Feen tun, was sich Erwachsene nicht trauen: Sie nehmen die wichtigsten Dinge im Leben der kleinen Leute weg – prompt und über Nacht, ohne Rück- und Wiedergabe. »Change Management« nennen das Beraterfuzzis. Ich sage: »Die Welt braucht viel mehr Feen.«
Eurobonds, Betreuungsgeld, Verfassungsschutz: Könnte sich darum nicht mal die Kackfee kümmern? Prompt und über Nacht. Oder unterschätzen wir unsere Politiker? Sind die da längst dran? Schwebt der Umweltminister feengleich durch unsere Schlafzimmer, bimst uns Energiespartricks direkt in die REM-Phase – und dreht, wenn er schon mal da ist, hinterrücks die Heizung ab? Was würde eine magische Merkel anstellen? Und wo ist eigentlich Westerwelle? Hat der sich selbst weggezaubert? Nimmt uns Obama nach dem nächsten TV-Duell den Fernseher weg? Was macht Kachelmann mit dem Wetter, Schavan mit der Wissenschaft, Seehofer mit unserem Kalender: »Gewählt wird am 32. September«? Zaubern die nicht alle schon? Prompt und über Nacht?

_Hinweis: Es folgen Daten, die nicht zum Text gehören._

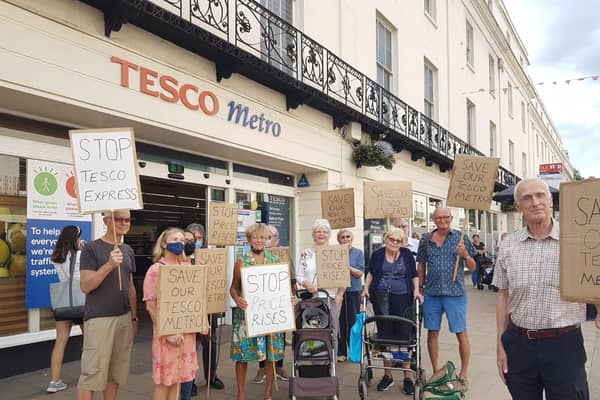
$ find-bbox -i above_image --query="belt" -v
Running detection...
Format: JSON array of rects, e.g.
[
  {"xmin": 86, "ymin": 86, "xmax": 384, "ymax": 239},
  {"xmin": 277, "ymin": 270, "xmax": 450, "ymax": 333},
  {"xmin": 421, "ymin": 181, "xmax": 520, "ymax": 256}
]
[{"xmin": 508, "ymin": 319, "xmax": 581, "ymax": 339}]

»Unfair, ich will auch einen Goldzahn«, beschwert sich am Abend mein fünfjähriger Sohn. Ich halte die Wange, spreche von Wurzelspitzenresektion, zurückgehendem Zahnfleisch, Schmerzen.
»Ein Goldzahn ist eine Notlösung.«
»Jaja, schon gut«, meint mein Sohn: »Aber wenn der rausfliegt, was bringt dir dann die Zahnfee?«
Herbstsonne bricht durch goldgelbe Blätter. 14 Gummistiefel stehen auf dem Waldweg. Darin: sechs kleine Großstadt-Forscher und ich. Wir waren aufgebrochen, um das Fremde zu erforschen, die Natur der Dinge zu begreifen – und vielleicht ganz nebenbei auch ein paar Pilze einzustecken. Aber wir hängen am Waldrand fest, am ersten Busch: Springkraut.
»Wenn man die Kapseln drückt, dann explodieren die«, hatte ich den Kindern im Vorbeigehen erklärt. Seitdem drücken sie.
Der Mensch hat einen sehr stark entwickelten Sinn für Ursache und Wirkung. Von klein auf.
»Wenn die richtig dick sind, dann knallern sie noch mehr«, meint Camilla.